Having a 3D model of the existing track including the signaling design, instantly raised the question whether this could be used for train driver simulation processes. As a 3D model for visualization and a 3D model for a driver simulation are based on different requirements regarding model generation, a separate workflow has been implemented. Still, the same source data gets fed into the process. Content has been modeled with Autodesk Maya and the gamification has been generated with Unity.

Autodesk Forge

Autodesk Forge is a set of web service APIs that enable the integration of Autodesk products into your workflows, to build interfaces with other systems. Forge takes components from Autodesk’s powerful library of software and delivers them as cloud-based building blocks for companies to create their own new solutions. Forge helps implement automation processes and build combined applications, gathering data from different systems.

To go one step further, after having all data on one platform, we created an application—The Project Information Viewer—that combines data from the 3D InfraWorks model and the on-site field data (BIM 360 Field) into one dashboard.

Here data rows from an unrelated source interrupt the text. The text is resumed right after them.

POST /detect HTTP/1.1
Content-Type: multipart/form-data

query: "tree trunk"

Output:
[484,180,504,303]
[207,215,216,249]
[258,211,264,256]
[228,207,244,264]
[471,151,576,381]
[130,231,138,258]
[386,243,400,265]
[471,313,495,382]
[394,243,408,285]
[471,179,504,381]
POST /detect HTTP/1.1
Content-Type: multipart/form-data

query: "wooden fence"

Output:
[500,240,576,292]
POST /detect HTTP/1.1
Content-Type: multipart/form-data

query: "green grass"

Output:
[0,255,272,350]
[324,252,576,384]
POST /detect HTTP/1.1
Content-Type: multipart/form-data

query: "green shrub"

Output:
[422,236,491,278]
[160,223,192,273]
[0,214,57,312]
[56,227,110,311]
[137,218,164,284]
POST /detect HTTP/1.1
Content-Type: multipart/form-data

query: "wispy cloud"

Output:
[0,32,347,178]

This enables the user to see the most relevant information at a glance. With the help of Forge, a viewer has been developed that allows highlighting signaling objects based on the BIM 360 Field status, within the InfraWorks model, so that it can be viewed in context.


This shows that sharing and reusing data, connecting multiple systems, and creating interfaces driven by standardized data automation processes help to leverage data in a more efficient way and reduce time spent on rework or information gathering processes.

This journey has definitely not yet reached its final destination. There are already new areas in mind that could become part of the whole solution.



Marc-Oliver Böckelken works as a BIM implementation manager at Siemens Mobility GmbH in Brunswig, Germany. He has 19 years of experience in implementation of tools and processes for design and engineering for railway signaling projects. He started to develop a process to use Building Information Modeling in railway signaling projects at the end of 2016. Meanwhile he is rolling out the process worldwide within the Siemens Mobility for railway signaling projects.

Claudia Zeh works as a senior implementation consultant with Autodesk Consulting, based in Germany. With over 15 years working in the geospatial domain, she has extensive experience working on different types of infrastructure projects with customers in the area of AEC, construction, rail industry, and utilities. With her broad technological background in designing and developing solutions, database management, and requirements specifications, she provides consulting services to customers around BIM 360 and the Autodesk Infrastructure portfolio covering workflow assessment, customization, and solution implementation.